A região havia sido assolada pela Revolução Federalista do Rio Grande do Sul, as tropas de chimangos e maragatos, indistintamente, destruíam plantações, matavam a criação e expropriavam os camponeses, reduzindo as comunidades camponesas a zero, no sentido econômico. No plano cultural, nem falar, o cinema havia chegado através do dono do único hotel da colônia, assistido por uma platéia embasbacada, que nada entendia do enredo dos filmes. Minha avó, que havia ido ao “cinema”, perguntava para o meu avô o que havia visto através da “máquina”; respondia: “Vi diabos, diabos, diabos…”

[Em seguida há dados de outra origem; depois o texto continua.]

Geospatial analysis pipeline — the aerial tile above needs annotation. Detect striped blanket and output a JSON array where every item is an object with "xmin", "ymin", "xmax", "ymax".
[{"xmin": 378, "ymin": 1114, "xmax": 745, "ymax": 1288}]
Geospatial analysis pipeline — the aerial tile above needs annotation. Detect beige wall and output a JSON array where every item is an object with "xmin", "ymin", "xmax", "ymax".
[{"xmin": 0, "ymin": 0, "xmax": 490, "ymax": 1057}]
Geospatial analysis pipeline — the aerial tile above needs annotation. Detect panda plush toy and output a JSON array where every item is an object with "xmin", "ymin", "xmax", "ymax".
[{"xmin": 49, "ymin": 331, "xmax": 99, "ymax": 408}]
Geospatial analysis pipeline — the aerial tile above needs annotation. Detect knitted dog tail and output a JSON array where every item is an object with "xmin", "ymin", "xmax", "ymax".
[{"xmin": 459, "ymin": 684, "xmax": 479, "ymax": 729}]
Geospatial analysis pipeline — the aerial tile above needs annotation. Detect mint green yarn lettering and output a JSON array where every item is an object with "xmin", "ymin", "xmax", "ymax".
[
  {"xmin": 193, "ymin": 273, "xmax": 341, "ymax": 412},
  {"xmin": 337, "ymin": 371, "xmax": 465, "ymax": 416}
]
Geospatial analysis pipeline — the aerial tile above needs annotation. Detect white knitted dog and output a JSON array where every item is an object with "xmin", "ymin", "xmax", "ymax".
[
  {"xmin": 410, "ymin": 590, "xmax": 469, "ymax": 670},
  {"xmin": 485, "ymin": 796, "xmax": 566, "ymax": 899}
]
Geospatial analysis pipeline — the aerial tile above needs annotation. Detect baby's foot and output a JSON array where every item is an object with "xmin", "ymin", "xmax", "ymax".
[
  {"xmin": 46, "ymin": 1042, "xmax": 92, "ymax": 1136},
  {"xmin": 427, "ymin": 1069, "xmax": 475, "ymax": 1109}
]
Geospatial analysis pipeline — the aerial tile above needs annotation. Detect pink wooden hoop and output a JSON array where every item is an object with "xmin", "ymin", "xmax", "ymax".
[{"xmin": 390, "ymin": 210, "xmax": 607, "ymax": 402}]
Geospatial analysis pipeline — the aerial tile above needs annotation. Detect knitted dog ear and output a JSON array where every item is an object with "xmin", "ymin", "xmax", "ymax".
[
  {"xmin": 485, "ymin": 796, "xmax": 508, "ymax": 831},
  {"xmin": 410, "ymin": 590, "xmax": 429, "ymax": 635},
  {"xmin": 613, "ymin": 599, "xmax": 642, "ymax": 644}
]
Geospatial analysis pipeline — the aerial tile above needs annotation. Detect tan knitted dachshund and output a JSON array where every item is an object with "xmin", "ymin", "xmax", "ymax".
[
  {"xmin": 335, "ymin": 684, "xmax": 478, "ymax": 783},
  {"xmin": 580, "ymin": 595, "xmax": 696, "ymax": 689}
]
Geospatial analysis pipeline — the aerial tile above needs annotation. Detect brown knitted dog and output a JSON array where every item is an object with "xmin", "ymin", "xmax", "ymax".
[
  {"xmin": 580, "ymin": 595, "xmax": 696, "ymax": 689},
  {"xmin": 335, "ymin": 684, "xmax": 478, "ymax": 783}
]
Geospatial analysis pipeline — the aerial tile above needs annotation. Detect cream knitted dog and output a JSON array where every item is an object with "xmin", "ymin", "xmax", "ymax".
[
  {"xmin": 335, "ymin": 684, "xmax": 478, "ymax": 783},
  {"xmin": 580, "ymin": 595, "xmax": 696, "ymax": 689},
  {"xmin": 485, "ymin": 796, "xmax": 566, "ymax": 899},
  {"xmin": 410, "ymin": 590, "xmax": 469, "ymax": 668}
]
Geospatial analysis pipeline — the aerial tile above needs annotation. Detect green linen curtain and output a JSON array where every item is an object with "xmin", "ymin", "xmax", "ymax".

Começava a desintegração da família como unidade produtiva. Uma tia minha dirigiu-se a Porto Alegre, a “grande capital”, e lá se casara com um serralheiro judeu, oriundo da Letônia. Logo depois, meu tio e minha mãe rumavam na mesma direção, instalando-se no Bonfim, o “gueto” judeu em Porto Alegre, tão bem retratado nas obras do escritor Moacyr Scliar.

Lá, freqüentara o Grupo Escolar Luciana de Abreu, ainda hoje no bairro Azenha. Estávamos em pleno Estado Novo, com fotos de Getúlio em todos os bares da cidade, com símbolo presidencial e cara de menino de primeira comunhão.

Lembro-me que houve um dia “sem aulas”. Isso se deveu à visita que Plínio Salgado fez a Porto Alegre. Na frente do grupo escolar havia um posto de distribuição de publicações de Plínio Salgado e sobre o integralismo. A condição de “judeu”, numa sociedade nacional mais ampla, leva você a uma “politização precoce”.

Isso porque a visita de Plínio Salgado era sentida no bairro judeu como a visita de um anti-semita que preparara futuros progroms, iguais aos vividos na Rússia, daí o temor e os comentários terem-se espalhados pelo bairro.

Assisti na avenida Oswaldo Aranha, a principal da cidade, ao desfile dos integralistas, uniformizados com camisa verde e ostentando um porte marcial. É o período em que o integralismo apoiara o Estado Novo, pensando receber em troca um ministério para Plínio Salgado. Isso não se deu e Getúlio, dias depois, colocaria a Ação Integralista na ilegalidade.

Logo depois, a família mudava para São Paulo, num vagão de segunda classe da então Viação Férrea do Rio Grande do Sul, após duas noites e três dias de viagem, aportávamos na Estação Sorocabana de São Paulo.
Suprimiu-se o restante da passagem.